When María Irene Fornés died last October at the age of 88, the many theatergoers who knew nothing about her suddenly learned how pioneering , prolific and influential a theater artist she had been; how beloved by critics, scholars, her downtown colleagues and her many students; and how fascinating the life of this Cuban immigrant, one-time lover of Susan Sontag, who was a painter until she saw the original production of Samuel Beckett’s “Waiting for Godot” in Paris, and although it was in French, a language she didn’t know, it convinced her to become a playwright and a director.
It took nine months after her death for us to see just how gloriously entertaining Fornes work could be, when her 1965 musical “Promenade” was presented at City Center this past week for just two nights, as part of the Encores Off-Center summer concert series.

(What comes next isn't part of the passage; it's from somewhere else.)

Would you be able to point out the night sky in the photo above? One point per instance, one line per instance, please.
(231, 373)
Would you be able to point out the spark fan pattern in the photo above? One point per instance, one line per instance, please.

“Promenade” was launched in 1965 at Judson Poets Theater, which was one of the four founding theaters of the Off-Off Broadway movement, housed in Judson Memorial Church, and presided over by the Rev. Al Carmines, one of the church’s pastors and a talented composer. Carmines (who died in 2005 at the age of 69) is another theater artist who should be better known. He supplied the remarkable, wide-ranging score for “Promenade,” while Fornes wrote the book and the lyrics. Unlike most Off-Off Broadway fare, the show was such a popular mainstream success that it moved Off-Broadway a few years later, with a cast that included future celebrated comic actress Madeline Kahn, to a new theater named after the show. (The Promenade Theater on 76th Street lasted for 36 years.) The Times critic gave it a rave review: “It is a joy from start to finish.”
And so too was the production of it at City Center, thanks to director Laurie Woolery, the design team, the seven-member orchestra led by Greg Jarrett, and a uniformly superlative cast .
One can pretend that “Promenade” has a plot, involving the peregrinations of two honest men who happen to be prisoners, known only as inmate numbers 105 and 106, (James T. Lane and Kent Overshown), until they escape from jail and start searching New York City for “the appearance of sin.” They are soon accompanied by an embittered servant (Bryonha Marie Parham), chased by a Keystone-like cop (Mark Bedard) and berated by an incompetent, narcissistic politician, the Mayor (Becca Blackwell.)
But the show is really a collage of song and sketch that are vivid and vaudevillian in their presentation, but edged with sharp commentary on the gap between rich and poor.
The cast enters as if….well….promenading, in fur coats and glitter – costumes by Clint Ramos that simultaneously suggest pimp and runway, disco and derelict; later, Bonnie Milligan dressed in flouncy pink jumps out of a cake.
We are taken to (as the placards above each scene make clear) The Banquet, The Street, The Battlefield. There is an almost continuous flow of music, the 32 songs f in almost as many different styles — in turn, 20s burlesque, 30s big band, Noel Coward, Broadway, bluesy, even operatic (a stand-out moment: Carmen Ruby Floyd singing “A Flower”)
The music slows down to a sad tinkle at one point as an old woman, listed in the program as Mother (Saundra Santiago), asks “Have you seen my babies? No?” The moment is memorable, reflecting Fornes and Carmines ability to move and amuse and suddenly sting: “He said he would kill for me,” Soara-Joye Ross sings in The Moment Has Passed. “And I said, ‘Like, for instance who?’ And he said, ‘Like, for instance you.’”
At the end of this surreal and memorable show, 105 and 106 wind up back in jail, singing “All Is Well in the City” – and making clear they don’t believe it, and neither should we.
I only learned about Encores doing Promenade hours before the second of the two performances. I’d liked the score when I heard it decades ago, and I was thrilled to see it. I think this was the best thing I’ve seen at Encores in several years. Never has theatre of the absurd received such expert execution in my memory. I wish Encores would consider doing an Encores performance this season. Kudos to everyone involved.